/news/politics
Navigation

Un duel entre Sioui et Gros-Louis à Wendake

Konrad Sioui sera en quête d’un troisième mandat consécutif à la tête de la communauté autochtone

Un duel entre Sioui et Gros-Louis à Wendake
Les archives

Coup d'oeil sur cet article

Le grand chef sortant Konrad Sioui affrontera le candidat Denis Gros-Louis lors de l’élection du 28 octobre prochain à Wendake.

En poste depuis huit ans, Konrad Sioui vise un troisième mandat consécutif. L’ex-chef régional de l’Assemblée des Premières Nations a succédé à Max Gros-Louis, qui a dirigé pendant plus de 30 ans entre 1964 et 2008. Dans un peu plus d’un mois, quatre cercles familiaux éliront aussi leur représentant.

«Les gens de toutes les familles me demandent de continuer. La mission est toujours la même: la défense du territoire et des droits. J’ai un bilan à déposer», mentionne Konrad Sioui, 63 ans.

Ce dernier utilise les termes unité, solidarité et partenariat pour parler de ses objectifs de campagne. À Wendake, le projet d’aréna sur de nouveaux terrains acquis par la nation huronne-wendat est presque complété.

«Je pense que nous sommes un exemple de cohabitation pacifique.
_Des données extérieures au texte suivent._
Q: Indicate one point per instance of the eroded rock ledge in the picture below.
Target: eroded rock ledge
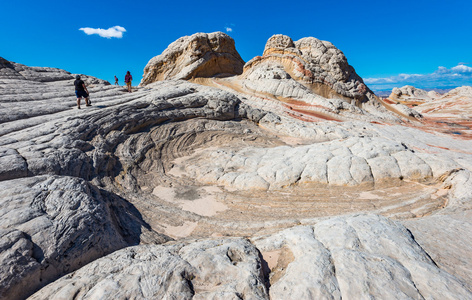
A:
(216, 181)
Les gens ont une image très positive de Wendake.»

Concernant le corps de police qui s’est retrouvé dans la tourmente au cours du dernier mandat, Konrad Sioui affirme que les efforts pour trouver le futur directeur «sont très avancés.»

Manque de transparence

Son adversaire, Denis Gros-Louis, 47 ans, est diplômé de la faculté de droit de l’Université Laval. Le candidat occupe un poste de gestionnaire chez Pêches et Océans Canada. Il a travaillé à Québec et Ottawa, notamment en revendications particulières et en gestion des terres indiennes.

«Il y a beaucoup d’insatisfaction et un manque de transparence dans l’attribution des contrats publics. Nos membres ont le droit d’avoir des réponses à des questions préoccupantes. De cacher à la population la nature des débats, c’était correct dans les années 70, mais on n’accepte plus ça en 2016. Il faut mettre fin aux apparences de favoritisme envers certains entrepreneurs», termine M. Gros-Louis.